Norbert Blüm zu 25 Jahre Hauptstadtbeschluss „Regionale Identität wird immer wichtiger“

BONN · Norbert Blüm spricht über Bonn und Berlin und die rheinische Philosophie des Kompromisses. Er sagt: "In Bonn steckt die Weisheit von 2000 Jahren Überlebensübung."

Sie haben damals sehr politisch argumentiert.

Norbert Blüm: Meine damaligen Argumente gelten für mich auch noch heute: Ich habe kein Bedürfnis nach einer Metropole, die ein Land dominiert. Im Zeitalter der Globalisierung ist die Zeit dieser nationalen Zentren vorbei.

Sie hatten gewarnt, dass mit der Entscheidung pro Berlin die föderale Struktur der Bundesrepublik Schaden nehmen könne, weil sich das Gespenst des Zentralismus schleichend ausbreiten könnte. Fühlen Sie sich rückblickend bestätigt oder widerlegt?
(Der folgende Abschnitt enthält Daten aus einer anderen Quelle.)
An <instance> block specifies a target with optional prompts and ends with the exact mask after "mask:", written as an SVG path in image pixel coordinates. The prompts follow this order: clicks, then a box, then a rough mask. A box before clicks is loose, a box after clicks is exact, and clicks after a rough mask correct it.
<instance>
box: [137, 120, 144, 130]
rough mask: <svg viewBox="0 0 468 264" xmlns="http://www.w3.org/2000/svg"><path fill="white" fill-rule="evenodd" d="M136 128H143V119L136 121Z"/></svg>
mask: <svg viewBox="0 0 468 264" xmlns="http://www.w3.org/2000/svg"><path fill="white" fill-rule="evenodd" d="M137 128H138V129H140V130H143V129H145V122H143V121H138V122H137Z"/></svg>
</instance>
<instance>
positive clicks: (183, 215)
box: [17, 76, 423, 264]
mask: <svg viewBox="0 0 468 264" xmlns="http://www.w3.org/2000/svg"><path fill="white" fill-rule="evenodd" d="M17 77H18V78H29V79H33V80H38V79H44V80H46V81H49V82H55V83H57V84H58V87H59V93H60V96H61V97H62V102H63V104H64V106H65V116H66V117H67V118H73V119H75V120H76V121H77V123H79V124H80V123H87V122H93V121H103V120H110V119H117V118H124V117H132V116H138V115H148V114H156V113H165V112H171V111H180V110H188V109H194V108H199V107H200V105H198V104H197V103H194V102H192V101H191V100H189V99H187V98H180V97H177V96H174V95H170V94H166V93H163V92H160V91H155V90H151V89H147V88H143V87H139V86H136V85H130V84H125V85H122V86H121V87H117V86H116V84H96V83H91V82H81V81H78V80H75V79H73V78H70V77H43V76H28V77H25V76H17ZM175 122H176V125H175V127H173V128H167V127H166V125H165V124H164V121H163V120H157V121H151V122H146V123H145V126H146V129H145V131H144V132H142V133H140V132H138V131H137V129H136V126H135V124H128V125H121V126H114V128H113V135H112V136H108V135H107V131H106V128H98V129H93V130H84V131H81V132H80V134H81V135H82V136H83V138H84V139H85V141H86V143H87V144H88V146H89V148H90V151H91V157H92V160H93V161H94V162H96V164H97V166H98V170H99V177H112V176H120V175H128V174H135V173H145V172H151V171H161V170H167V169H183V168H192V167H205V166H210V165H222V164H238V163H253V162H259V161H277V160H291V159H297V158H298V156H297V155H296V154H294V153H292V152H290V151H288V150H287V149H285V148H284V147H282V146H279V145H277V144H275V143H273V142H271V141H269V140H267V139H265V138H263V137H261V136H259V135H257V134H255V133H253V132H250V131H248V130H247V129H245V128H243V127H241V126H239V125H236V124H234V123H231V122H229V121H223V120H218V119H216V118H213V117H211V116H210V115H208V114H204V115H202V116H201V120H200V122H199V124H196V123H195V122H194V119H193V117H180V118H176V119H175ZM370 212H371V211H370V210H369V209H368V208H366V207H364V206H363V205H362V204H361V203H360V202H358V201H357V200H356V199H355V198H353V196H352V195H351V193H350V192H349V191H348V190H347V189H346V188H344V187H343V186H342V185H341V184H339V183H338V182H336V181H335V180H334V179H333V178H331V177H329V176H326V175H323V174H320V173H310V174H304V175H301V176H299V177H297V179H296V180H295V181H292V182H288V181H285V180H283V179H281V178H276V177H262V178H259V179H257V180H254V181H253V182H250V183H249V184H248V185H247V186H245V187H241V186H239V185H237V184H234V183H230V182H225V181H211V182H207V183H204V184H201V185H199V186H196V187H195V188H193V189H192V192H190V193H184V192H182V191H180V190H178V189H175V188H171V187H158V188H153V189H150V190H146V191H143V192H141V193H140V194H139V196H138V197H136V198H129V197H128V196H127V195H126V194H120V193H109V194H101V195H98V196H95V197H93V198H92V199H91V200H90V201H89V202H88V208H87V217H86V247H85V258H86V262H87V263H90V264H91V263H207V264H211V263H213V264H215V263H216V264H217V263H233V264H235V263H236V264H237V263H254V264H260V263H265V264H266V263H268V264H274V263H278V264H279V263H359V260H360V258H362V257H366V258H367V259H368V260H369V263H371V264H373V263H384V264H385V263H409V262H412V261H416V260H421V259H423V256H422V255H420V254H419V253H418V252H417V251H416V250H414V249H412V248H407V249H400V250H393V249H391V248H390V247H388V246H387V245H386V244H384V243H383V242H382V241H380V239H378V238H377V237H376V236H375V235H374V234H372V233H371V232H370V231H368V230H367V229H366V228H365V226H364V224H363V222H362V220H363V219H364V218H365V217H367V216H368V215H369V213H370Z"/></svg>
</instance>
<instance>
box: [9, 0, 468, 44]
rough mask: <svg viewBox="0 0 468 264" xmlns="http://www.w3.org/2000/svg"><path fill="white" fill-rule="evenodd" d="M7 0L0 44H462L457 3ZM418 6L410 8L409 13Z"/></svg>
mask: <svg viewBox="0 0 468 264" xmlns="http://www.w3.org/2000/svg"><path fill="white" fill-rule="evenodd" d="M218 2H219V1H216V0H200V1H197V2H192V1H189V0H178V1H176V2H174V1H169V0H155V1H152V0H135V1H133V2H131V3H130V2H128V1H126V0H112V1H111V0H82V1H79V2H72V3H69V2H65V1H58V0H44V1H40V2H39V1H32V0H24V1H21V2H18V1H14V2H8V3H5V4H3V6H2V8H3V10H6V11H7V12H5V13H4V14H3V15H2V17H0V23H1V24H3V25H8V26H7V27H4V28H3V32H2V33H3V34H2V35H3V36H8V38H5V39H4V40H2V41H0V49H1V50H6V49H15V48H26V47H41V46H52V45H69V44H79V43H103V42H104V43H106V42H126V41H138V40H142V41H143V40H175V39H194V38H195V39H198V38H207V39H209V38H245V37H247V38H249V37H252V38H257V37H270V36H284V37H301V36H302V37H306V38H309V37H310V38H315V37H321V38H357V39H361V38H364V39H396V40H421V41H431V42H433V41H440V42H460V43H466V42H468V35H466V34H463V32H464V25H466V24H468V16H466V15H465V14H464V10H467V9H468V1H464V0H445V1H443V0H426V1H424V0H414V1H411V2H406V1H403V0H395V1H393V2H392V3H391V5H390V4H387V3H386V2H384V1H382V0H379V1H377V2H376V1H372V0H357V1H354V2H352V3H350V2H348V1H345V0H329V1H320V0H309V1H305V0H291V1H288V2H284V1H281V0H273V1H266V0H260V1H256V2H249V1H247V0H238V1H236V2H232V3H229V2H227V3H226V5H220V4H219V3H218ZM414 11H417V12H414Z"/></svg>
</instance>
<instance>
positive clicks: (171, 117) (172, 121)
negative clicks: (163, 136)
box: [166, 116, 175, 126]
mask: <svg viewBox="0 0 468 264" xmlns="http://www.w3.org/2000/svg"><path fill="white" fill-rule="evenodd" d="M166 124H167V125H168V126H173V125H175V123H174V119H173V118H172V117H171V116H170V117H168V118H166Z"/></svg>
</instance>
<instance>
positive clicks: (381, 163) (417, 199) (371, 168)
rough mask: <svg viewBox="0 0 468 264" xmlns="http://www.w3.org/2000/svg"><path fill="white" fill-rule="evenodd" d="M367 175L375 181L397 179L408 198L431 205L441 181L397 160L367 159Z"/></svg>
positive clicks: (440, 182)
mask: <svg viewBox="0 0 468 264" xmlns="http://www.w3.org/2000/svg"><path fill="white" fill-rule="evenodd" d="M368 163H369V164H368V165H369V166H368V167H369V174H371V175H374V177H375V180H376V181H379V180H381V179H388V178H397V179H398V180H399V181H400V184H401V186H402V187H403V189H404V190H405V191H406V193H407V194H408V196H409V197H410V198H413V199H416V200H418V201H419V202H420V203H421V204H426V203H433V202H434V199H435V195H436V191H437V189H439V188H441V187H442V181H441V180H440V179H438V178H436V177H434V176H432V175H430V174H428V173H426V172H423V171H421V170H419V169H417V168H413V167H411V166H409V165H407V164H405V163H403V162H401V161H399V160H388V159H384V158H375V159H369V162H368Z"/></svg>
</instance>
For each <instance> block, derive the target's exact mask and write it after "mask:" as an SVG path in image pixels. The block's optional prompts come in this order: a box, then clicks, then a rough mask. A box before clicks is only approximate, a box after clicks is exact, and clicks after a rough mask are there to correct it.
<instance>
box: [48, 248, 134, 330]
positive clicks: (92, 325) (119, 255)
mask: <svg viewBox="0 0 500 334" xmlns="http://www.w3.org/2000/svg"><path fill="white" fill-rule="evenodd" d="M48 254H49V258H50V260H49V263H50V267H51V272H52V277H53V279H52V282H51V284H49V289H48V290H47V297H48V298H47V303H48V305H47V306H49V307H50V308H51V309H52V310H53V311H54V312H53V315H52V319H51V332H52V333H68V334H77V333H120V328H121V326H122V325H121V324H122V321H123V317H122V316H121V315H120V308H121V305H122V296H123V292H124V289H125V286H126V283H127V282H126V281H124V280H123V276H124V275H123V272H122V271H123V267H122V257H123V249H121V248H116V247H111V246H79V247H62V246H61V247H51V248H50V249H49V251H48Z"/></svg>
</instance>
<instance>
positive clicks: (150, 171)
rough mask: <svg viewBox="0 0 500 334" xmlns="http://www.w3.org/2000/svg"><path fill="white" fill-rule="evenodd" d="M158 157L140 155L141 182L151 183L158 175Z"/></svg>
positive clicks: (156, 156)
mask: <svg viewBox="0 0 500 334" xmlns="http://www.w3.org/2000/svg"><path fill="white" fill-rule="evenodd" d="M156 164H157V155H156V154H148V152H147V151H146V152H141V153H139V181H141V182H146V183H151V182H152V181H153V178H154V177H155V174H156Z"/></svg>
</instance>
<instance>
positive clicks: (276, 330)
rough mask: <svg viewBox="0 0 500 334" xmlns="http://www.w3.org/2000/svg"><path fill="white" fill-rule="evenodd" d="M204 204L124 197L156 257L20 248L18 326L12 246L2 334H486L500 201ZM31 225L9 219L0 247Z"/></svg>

Blüm: Das Wort Bestätigung will ich nicht nutzen. Aber niemand wird bestreiten können, dass von Berlin eine gewaltige Sogwirkung ausgeht. Jeder, der mitspielen will, glaubt, er müsse in Berlin sein. Aus meiner Sicht bedeutet das einen Verlust an Vielfalt, Buntheit und föderaler Kraft. Ich glaube, dass der Nationalstaat seine beste Zeit hinter sich hat. Die nationalen europäischen Parlamente müssen nach zwei Richtungen abgeben: nach oben und nach unten, nach Europa und in Richtung Kommunen. Mittelfristig wird der Bürgermeister wichtiger als der Bundestagsabgeordnete. Einerseits wird die Musik in großen Ballungsregionen spielen. Andererseits wird im Zeitalter globalisierter Nivellierung regionale Identität immer wichtiger.

Können Sie dafür Beispiele nennen?

Blüm: Zwei Megatrends sind sehr schwer miteinander zu vereinbaren: die Weltverantwortung – das schafft der Nationalstaat nicht mehr. Da braucht er mindestens Europa. Der Klimawandel oder die Bändigung des internationalen Finanzkapitalismus sind gute Beispiele. Und andererseits entsteht eine große neue Sehnsucht nach Geborgenheit und regionaler, heimatlicher Überschaubarkeit. In ein solches Konzept der Zukunft passt eine Metropole mit dominierendem Anspruch nicht.

Sähe die Republik denn heute anders aus, wenn der Beschluss vor 25 Jahren anders ausgefallen wäre?

Blüm: Die Bedingungen, unter denen Politik gemacht wird, haben sich ja grundlegend verändert. Angesichts des heutigen Klimas weltweiter Konkurrenz darf man nicht glauben, dass das Bonner Idyll zu konservieren gewesen wäre. Aber das menschliche Maß, der unideologische Ansatz – das wäre heute noch eine sehr gute Richtschnur. Der rheinische Kapitalismus hat Deutschland gut getan. Der rheinische Ansatz – „Mir kenne uns, mir helfe uns“ – ist im Grunde die Philosophie des Kompromisses. Die ist nach wie vor wichtig: die Durchsetzer, die Ideologen, die haben die Welt stets mehr gefährdet als die Kompromiss-Sucher. Der Versuch, die Welt auch mit dem Kopf des Anderen zu sehen, ist für eine Demokratie sehr nützlich. In Bonn gehörte das zur Tradition.

Sind Sie heute noch einverstanden mit Ihrer damaligen Entscheidung?

Blüm: Ja, das bin ich. Aber ich gehöre auch zu denen, die sagen, das Spiel ist längst abgepfiffen. Es werden keine Tore mehr geschossen. Nachzutrauern ist völlig nutzlos. Allerdings bei einer umgekehrten Entscheidung würden die Berliner heute noch nachspielen...

Eine Befürchtung hat sich übrigens nicht bestätigt – Bonn ist durchaus nicht verarmt.